1 de outubro de 2012

Do Tesouro da Igreja

Outubro, mês do Rosário: O Rosário na voz de vários papas 


   Com o Rosário, “ (...) pretendemos prestar homenagem a Maria Santíssima, em conformidade com a excelência do seu ser e da sua missão; homenagem singular, homenagem superior, homenagem que lamenta nunca poder igualar-se à que o Senhor lhe prestou e que o plano divino, que também assenta sobre ela, mereceria; homenagem que ela própria pressagiou, ao profetizar que todas as gerações a chamariam bem-aventurada”. (1) 

   “Não deixeis de inculcar com todo o cuidado a prática do Rosário, a oração tão querida da Virgem, (...) por meio da qual os fiéis podem cumprir da maneira mais suave e eficaz, o preceito do Divino Mestre: «Pedi e recebereis, procurai e achareis, batei e abrir-se-vos-á» (Mt 7, 7). 

   O vosso Rosário é uma escola, e vós a subis em comum, degrau a degrau, indo ao encontro da Senhora, que quer dizer ao encontro de Cristo. Porque esta é uma das características do Rosário, a mais importante e a mais bela de todas: uma devoção que, através da Virgem, nos leva a Cristo. Cristo é o final desta longa e repetida invocação a Maria. Fala-se a Maria para chegar a Cristo. Foi Ela que o trouxe ao mundo: é a Mãe do Senhor.
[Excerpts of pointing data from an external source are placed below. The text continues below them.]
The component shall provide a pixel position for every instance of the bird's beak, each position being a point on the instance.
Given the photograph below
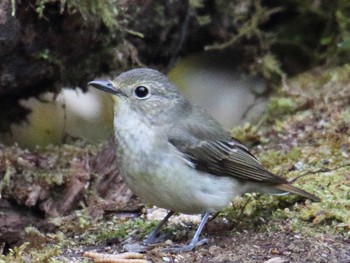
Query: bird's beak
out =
(105, 85)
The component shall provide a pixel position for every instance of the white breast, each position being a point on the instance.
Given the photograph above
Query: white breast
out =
(156, 171)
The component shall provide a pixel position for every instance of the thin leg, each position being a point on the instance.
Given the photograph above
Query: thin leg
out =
(153, 235)
(195, 240)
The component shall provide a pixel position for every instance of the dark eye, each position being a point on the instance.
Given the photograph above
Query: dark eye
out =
(141, 92)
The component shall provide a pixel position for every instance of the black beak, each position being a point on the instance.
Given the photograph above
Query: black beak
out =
(104, 85)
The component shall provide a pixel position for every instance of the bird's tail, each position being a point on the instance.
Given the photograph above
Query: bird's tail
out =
(294, 190)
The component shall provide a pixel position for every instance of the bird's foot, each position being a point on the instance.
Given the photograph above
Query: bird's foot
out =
(191, 246)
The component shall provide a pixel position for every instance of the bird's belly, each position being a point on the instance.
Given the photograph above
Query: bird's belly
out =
(176, 186)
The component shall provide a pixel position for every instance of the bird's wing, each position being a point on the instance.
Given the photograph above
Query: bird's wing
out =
(209, 148)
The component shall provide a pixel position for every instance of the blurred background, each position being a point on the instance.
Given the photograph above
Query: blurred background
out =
(225, 56)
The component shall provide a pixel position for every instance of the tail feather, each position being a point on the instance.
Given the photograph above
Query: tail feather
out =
(297, 191)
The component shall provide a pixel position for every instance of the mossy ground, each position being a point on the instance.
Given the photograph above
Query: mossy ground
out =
(305, 134)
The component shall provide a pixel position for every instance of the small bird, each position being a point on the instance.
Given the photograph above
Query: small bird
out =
(174, 155)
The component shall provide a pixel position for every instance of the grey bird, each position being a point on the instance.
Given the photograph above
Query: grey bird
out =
(174, 155)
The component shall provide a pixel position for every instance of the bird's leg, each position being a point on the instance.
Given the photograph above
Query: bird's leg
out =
(195, 240)
(153, 235)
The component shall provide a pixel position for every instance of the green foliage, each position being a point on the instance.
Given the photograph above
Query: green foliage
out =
(106, 10)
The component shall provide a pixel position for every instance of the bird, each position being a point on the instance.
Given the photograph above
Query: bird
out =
(174, 155)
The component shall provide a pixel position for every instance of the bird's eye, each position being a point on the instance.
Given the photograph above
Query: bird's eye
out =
(141, 92)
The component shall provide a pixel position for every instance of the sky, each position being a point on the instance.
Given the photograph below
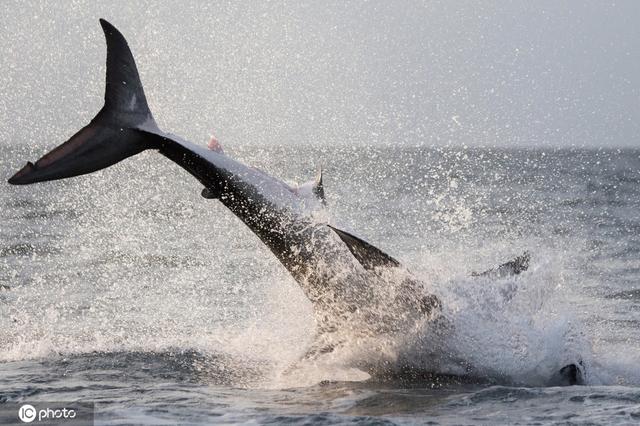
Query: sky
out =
(397, 73)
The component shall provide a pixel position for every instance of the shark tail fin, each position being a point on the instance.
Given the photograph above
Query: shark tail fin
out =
(123, 127)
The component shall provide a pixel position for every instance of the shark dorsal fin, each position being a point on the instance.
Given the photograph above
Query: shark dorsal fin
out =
(313, 188)
(318, 186)
(370, 257)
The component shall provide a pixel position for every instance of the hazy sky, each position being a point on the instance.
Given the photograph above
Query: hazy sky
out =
(504, 73)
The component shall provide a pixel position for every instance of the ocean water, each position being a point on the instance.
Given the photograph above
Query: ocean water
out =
(128, 290)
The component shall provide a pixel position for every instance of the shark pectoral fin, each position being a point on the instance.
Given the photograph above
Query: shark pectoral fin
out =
(370, 257)
(513, 267)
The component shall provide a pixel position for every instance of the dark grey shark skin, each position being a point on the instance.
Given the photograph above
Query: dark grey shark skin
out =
(339, 286)
(356, 289)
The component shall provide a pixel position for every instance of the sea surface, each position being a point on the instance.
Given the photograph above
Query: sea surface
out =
(128, 290)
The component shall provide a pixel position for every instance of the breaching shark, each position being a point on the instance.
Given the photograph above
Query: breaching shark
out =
(356, 289)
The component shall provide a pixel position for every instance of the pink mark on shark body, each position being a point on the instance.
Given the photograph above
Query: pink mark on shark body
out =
(214, 145)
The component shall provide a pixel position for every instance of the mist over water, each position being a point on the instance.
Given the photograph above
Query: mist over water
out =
(130, 268)
(454, 138)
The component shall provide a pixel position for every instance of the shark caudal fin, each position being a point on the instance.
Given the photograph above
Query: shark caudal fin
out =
(123, 127)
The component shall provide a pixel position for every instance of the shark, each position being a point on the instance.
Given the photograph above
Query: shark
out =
(357, 290)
E é Ela que nos leva até Ele, se formos seus devotos”. (2) 

   “Segundo a etimologia da palavra, (o Rosário) é uma coroa de rosas, costume encantador que em todos os povos representa uma oferenda de amor e um símbolo de alegria” (3) “É o modo mais excelente de oração meditada, constituída à maneira de coroa mística em que a saudação angélica (Ave Maria), a oração dominical (Pai Nosso) e a doxologia à Augusta Trindade (Glória) se entrelaçam com a consideração dos mistérios da nossa fé; nele, por meio de muitas cenas, a mente contempla o drama da Encarnação e da Redenção” (4). 

   “Este modo de rezar exige uma atenção especialíssima por parte do homem, pois requer não somente que procure dirigir o seu espírito a Deus, mas também que se abisme na meditação do que contempla, de forma que dela tire normas de viver e alimento para a sua piedade. (5). 

   “Que orações mais aptas e mais divinas poderemos encontrar? A primeira é aquela prece que brotou dos lábios do próprio Redentor quando os seus discípulos lhe pediram: «Ensina-nos a orar»; é a súplica que contém tudo o que se refere à glória de Deus e que resolve todas as nossas necessidades corporais e espirituais. Como é possível que o Pai Eterno não nos socorra e atenda, se usamos as mesmas palavras que o seu Filho nos ensinou? (...) A outra oração é a saudação angélica, que começa com o elogio do Arcanjo Gabriel e de Santa Isabel à Santíssima Virgem, e termina com uma súplica piedosa pela qual imploramos à Santíssima Senhora que não nos abandone, nem agora nem na hora da nossa morte”. (6) 

   “Como andam longe do caminho da verdade aqueles que desprezam esta prece, achando-a enfadonha pela constante repetição das mesmas orações! (...) A esses cumpre fazer-lhes notar, antes de mais nada, que a piedade – assim como o amor – não se cansa de repetir com frequência as mesmas palavras, porque o fogo da caridade que as inflama faz com que contenham sempre algo de novo”. (7) 

..............................................................................................

(1) Paulo VI, Aloc, 11/10/1963; (2) Paulo VI, Aloc. 10/05/1964; (3) Pio XII, Aloc, 16/10/1940; (4) Beato João XXIII, Litt. Enc. Gratia recordatio, 26/09/59; (5) Leão XIII, Litt. Enc. Iucunda semper, 8/10/1894; (6) Pio XI, Litt. Enc. Ingravescentibus malis, 29/09/1937; (7) IBIDEM.